Shortcuts to Happiness

People Are Always Looking For Shortcuts to Happiness. There Are No Such Shortcuts

The creed of man

Ambition is the source of all vices. It gives birth to hypocrisy, arouses envy, pushes to deception.

The virtue of most people declines as their wealth increases. Give a man what he needs – and he will ask for comfort. Provide him with comforts – and he will strive for luxury. Shower him with luxury – and he will begin to sigh for sophistication. Let him have the sophistication, and he will crave the insane. Give him anything he asks for – and he will complain that he was cheated and didn’t get what he wanted.

The time will come when human nature will come face to face with its destiny—what an explosion there will be then!

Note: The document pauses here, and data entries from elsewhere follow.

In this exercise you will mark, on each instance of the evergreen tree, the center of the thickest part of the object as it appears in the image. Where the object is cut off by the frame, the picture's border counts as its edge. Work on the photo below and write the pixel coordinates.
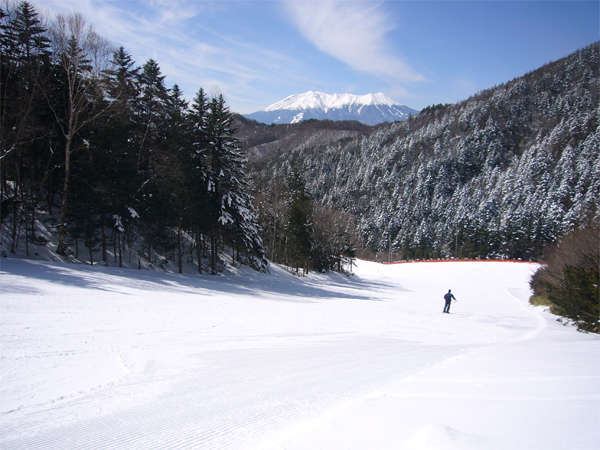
(299, 224)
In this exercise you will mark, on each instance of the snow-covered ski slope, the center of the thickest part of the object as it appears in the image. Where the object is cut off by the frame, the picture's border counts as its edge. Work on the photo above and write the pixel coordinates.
(96, 358)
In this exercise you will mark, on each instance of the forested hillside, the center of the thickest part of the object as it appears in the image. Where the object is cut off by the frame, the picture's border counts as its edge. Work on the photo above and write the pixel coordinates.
(502, 173)
(102, 154)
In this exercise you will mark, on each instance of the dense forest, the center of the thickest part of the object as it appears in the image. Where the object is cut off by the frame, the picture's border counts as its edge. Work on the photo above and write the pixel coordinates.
(102, 152)
(110, 156)
(501, 174)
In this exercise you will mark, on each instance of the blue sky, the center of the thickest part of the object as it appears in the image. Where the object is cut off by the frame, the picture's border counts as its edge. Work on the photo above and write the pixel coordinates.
(416, 52)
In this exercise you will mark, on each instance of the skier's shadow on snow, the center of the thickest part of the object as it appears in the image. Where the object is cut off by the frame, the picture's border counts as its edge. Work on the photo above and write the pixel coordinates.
(113, 279)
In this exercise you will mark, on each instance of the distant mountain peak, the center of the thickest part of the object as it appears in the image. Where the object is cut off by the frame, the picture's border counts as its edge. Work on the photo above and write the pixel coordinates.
(369, 108)
(322, 100)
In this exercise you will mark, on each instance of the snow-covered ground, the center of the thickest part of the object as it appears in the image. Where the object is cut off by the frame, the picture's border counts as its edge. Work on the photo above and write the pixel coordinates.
(120, 358)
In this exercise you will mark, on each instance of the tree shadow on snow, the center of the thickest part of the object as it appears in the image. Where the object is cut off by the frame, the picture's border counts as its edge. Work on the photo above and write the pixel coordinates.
(112, 279)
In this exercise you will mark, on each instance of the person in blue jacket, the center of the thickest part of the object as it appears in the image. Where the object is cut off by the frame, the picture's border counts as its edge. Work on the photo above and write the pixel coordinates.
(448, 297)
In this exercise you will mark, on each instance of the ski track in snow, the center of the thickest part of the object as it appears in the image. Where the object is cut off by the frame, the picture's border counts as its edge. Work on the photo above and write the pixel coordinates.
(110, 358)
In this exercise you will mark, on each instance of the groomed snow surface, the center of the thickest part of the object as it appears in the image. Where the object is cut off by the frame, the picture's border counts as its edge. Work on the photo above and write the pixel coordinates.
(105, 358)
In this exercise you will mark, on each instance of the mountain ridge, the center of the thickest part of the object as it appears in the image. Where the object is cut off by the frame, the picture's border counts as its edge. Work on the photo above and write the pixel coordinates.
(370, 109)
(500, 174)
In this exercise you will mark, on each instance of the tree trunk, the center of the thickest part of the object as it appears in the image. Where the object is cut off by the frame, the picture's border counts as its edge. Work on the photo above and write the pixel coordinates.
(104, 257)
(179, 250)
(119, 237)
(199, 249)
(62, 248)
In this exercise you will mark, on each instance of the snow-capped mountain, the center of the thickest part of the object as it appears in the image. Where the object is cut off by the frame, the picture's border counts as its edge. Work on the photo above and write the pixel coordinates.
(370, 108)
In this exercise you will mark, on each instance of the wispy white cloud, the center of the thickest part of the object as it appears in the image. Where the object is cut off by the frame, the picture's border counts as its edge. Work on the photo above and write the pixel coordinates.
(189, 51)
(353, 32)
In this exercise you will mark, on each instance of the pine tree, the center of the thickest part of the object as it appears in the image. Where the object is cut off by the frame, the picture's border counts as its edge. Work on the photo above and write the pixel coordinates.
(299, 224)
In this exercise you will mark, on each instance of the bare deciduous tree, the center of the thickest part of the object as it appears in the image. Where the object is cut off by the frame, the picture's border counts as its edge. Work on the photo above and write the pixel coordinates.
(82, 55)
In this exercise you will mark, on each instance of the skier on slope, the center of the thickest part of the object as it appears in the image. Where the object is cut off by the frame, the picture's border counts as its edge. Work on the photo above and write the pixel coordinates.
(448, 297)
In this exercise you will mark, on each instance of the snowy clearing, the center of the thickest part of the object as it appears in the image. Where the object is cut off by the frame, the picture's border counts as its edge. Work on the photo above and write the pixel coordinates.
(120, 358)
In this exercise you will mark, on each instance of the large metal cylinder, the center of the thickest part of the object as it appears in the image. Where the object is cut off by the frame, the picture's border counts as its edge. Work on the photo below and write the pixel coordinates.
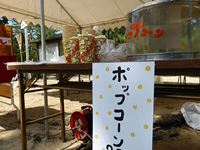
(165, 29)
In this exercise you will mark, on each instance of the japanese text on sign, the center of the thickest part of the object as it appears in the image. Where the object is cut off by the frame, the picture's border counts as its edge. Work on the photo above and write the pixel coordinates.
(137, 29)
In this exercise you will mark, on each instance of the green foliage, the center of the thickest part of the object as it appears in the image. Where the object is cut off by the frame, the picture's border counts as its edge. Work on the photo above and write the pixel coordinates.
(116, 34)
(34, 32)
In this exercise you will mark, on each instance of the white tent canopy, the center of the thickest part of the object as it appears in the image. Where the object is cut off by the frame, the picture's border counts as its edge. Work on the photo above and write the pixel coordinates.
(82, 13)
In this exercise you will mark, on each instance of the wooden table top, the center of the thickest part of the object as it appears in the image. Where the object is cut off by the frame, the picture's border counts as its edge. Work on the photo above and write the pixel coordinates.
(162, 67)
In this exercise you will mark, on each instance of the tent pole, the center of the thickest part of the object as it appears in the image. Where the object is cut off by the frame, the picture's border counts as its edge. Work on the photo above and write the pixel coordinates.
(44, 59)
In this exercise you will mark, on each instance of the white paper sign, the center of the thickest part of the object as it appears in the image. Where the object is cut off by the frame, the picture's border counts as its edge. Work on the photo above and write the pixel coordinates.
(123, 97)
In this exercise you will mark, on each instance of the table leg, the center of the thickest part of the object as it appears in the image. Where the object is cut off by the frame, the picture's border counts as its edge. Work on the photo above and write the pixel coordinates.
(62, 111)
(22, 112)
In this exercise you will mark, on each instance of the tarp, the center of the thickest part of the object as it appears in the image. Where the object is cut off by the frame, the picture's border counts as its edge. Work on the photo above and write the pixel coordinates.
(84, 12)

I wonder how many precious minutes are wasted in needlessly indulging our own weaknesses, in frivolous pastimes, in idle talk, in dubious and useless gaiety. Broadening your interests without deepening them means you’re just robbing yourself.

Action is needed. Passive contemplation is a dangerous state of mind. You should not waste your life in vain dreams.

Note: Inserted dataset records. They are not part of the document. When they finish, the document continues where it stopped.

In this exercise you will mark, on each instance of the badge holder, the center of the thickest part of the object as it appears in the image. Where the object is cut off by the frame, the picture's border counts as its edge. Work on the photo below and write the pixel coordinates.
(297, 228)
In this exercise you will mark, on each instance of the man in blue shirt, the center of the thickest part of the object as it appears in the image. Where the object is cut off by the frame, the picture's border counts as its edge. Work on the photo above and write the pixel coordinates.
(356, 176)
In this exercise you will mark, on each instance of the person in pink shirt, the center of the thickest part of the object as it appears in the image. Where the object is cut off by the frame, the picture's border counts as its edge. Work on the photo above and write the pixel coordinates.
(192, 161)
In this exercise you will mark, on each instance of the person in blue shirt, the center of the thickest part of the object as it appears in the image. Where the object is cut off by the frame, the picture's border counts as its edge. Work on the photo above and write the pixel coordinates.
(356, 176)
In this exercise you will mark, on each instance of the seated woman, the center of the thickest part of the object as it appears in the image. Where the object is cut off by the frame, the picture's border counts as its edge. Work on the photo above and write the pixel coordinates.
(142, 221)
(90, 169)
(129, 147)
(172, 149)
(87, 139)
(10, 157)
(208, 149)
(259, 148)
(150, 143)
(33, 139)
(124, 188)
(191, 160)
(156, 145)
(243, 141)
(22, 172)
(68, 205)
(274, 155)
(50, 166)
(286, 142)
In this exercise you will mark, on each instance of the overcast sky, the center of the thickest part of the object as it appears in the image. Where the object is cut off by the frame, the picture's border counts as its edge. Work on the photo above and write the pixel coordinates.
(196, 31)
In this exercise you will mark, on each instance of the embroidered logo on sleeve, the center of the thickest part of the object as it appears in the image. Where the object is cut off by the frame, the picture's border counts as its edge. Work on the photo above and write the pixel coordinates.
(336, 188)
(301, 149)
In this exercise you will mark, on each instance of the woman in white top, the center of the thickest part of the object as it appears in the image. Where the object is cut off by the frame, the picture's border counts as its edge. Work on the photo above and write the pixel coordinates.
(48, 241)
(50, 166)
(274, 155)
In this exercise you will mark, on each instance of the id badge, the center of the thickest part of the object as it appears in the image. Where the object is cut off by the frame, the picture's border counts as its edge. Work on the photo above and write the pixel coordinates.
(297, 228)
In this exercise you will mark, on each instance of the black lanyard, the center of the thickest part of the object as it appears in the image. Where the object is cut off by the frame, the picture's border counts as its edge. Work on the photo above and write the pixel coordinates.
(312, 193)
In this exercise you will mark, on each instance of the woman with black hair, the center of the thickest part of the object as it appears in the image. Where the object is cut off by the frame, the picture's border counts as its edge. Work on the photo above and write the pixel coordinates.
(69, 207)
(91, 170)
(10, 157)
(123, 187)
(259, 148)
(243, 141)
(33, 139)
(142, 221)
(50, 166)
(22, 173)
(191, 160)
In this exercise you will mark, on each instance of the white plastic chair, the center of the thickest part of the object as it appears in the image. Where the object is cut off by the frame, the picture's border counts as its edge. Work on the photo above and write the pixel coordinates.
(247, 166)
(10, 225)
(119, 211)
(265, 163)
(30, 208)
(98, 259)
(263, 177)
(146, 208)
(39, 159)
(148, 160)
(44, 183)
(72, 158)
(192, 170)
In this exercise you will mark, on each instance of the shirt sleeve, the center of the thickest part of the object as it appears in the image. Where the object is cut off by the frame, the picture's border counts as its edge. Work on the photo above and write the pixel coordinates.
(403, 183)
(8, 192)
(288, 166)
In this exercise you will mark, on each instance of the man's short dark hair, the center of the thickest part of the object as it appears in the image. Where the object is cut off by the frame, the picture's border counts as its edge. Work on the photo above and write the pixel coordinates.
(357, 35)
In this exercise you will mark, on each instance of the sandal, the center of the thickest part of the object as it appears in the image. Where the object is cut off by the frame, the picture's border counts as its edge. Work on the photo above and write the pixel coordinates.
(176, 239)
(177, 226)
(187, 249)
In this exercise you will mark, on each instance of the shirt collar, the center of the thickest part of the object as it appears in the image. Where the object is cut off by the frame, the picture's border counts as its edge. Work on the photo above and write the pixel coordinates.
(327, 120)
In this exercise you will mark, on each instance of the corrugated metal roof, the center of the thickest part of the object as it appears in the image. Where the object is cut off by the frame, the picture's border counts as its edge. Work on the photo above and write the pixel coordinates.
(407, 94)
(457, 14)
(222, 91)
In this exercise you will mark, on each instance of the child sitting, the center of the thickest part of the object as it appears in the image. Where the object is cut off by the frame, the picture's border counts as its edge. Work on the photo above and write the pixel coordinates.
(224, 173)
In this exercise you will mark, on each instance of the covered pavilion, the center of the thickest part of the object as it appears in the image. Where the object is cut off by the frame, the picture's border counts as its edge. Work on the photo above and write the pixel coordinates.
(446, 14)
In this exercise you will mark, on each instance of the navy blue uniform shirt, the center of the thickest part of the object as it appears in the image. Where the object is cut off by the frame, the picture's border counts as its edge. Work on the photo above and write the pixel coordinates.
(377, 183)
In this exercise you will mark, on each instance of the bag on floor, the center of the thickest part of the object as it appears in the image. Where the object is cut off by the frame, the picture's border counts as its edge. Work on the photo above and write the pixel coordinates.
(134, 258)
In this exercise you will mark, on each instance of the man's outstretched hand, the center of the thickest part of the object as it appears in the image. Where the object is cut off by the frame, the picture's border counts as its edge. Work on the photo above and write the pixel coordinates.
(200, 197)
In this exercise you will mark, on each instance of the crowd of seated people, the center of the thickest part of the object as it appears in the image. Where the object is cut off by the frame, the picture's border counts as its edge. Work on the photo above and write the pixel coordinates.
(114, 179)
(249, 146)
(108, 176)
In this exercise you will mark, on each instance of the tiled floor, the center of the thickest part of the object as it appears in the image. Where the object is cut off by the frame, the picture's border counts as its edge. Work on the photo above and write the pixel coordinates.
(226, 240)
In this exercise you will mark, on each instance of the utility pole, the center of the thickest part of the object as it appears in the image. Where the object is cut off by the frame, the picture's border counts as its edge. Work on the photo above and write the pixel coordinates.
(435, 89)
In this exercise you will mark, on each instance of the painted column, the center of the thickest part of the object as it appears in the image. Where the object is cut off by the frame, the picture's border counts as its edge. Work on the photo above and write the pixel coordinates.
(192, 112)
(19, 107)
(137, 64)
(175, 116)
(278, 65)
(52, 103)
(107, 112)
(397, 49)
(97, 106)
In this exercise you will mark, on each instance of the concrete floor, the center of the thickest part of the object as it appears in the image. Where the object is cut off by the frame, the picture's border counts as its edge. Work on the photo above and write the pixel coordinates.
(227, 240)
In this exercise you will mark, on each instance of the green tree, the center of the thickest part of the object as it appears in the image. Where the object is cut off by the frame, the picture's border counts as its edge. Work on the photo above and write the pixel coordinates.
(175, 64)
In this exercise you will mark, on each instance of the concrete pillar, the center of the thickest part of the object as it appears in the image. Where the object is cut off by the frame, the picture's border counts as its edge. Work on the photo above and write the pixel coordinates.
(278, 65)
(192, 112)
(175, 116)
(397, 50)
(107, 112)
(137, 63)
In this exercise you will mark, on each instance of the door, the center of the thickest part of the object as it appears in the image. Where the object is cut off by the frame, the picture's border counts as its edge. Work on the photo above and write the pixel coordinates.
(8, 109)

People are always looking for shortcuts to happiness. There are no such shortcuts.

In life and work, far more important are not abilities, but character, not mind, but heart, not genius, but self-control, patience and discipline, subject to sober judgment.

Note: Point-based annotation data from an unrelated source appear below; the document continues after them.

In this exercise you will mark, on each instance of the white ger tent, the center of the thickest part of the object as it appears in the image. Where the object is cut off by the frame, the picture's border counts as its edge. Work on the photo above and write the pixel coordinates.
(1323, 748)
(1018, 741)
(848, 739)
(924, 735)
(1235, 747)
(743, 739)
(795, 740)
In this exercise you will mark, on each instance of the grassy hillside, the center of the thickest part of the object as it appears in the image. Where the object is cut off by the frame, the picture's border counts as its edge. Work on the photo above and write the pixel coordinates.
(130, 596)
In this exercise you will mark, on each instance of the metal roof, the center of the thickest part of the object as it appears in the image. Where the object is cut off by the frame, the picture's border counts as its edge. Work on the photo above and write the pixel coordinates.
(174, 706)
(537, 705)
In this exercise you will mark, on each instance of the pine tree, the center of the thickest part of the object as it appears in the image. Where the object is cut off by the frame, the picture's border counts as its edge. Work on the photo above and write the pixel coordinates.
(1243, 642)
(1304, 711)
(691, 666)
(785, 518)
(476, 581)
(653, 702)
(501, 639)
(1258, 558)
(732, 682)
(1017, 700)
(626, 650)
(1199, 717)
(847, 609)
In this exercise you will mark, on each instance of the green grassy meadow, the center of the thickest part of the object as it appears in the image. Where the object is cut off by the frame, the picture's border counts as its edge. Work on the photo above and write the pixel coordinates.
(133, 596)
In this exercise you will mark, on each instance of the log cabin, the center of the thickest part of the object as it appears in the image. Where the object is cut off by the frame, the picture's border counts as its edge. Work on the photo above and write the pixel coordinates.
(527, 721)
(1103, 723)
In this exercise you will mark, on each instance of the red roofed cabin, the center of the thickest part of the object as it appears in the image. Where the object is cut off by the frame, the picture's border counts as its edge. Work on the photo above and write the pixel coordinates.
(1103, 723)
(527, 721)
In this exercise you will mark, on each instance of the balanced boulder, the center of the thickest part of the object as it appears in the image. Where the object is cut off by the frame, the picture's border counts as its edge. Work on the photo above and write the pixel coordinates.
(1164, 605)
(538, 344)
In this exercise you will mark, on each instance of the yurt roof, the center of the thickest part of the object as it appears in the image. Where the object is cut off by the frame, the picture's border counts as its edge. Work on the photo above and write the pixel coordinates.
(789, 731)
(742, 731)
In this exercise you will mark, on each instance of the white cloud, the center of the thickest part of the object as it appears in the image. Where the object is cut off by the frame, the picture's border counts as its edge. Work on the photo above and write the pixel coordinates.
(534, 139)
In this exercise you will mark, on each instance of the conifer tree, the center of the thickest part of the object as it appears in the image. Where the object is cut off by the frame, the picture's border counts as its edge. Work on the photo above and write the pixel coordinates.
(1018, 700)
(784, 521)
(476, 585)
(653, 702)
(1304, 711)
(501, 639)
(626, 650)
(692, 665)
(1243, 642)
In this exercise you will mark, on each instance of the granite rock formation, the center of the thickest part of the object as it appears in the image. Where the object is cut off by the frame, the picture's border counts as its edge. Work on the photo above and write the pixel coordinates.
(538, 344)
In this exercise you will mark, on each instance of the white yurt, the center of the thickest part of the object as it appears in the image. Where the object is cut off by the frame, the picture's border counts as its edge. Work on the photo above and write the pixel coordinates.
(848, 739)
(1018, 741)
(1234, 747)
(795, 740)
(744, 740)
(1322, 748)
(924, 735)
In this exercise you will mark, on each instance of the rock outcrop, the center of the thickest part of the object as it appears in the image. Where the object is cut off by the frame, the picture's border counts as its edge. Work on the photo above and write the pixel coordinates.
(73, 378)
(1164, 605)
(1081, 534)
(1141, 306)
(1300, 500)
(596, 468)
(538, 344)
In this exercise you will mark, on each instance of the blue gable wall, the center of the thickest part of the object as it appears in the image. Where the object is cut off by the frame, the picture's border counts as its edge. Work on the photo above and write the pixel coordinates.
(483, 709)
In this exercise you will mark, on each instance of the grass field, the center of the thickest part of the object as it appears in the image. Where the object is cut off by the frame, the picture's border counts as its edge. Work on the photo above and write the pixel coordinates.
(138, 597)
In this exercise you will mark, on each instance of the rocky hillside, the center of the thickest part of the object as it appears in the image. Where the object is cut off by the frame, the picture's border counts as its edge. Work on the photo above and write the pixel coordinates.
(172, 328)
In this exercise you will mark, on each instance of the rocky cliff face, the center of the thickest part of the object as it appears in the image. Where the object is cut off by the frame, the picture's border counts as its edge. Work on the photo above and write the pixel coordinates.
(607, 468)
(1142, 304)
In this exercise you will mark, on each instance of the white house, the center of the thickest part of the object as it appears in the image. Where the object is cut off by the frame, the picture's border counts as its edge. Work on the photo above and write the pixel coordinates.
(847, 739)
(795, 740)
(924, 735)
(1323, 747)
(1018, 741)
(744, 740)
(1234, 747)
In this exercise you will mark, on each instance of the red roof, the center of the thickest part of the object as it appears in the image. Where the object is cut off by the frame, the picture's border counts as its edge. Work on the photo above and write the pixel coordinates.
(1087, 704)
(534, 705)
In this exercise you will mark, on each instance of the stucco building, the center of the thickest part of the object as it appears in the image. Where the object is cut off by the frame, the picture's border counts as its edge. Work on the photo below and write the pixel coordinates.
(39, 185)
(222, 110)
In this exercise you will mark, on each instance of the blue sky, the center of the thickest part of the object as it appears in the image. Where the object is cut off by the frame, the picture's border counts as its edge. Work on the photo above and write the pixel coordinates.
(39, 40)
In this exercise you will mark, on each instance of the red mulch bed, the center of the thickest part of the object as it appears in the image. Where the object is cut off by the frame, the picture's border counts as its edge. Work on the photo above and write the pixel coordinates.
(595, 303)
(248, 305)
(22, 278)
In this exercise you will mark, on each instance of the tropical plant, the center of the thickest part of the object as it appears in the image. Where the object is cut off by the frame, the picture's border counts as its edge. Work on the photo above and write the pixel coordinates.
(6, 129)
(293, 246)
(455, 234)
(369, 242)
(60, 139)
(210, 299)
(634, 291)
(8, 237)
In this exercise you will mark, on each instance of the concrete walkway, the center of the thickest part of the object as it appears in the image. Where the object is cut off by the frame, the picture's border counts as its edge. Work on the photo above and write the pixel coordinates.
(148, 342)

Wisdom is the last gift of fate to the mature mind. The person who has experienced a lot begins to rely on time as his assistant. They say that time illuminates the past and comforts, but time also teaches. Time is the food on which experience is nourished, the soil on which wisdom grows. It can be both a friend and an enemy of youth. Time presides over old age as a comforter or an executioner, depending on what good or harm it has been used for, whether life has been lived to the full or not…

Life has almost flown by before we know what it is… There are so many beautiful and deeply moving things around us, and I am a little ashamed that I did not appreciate them properly. Yet, looking back, I can say for myself in four words: I lived a happy life.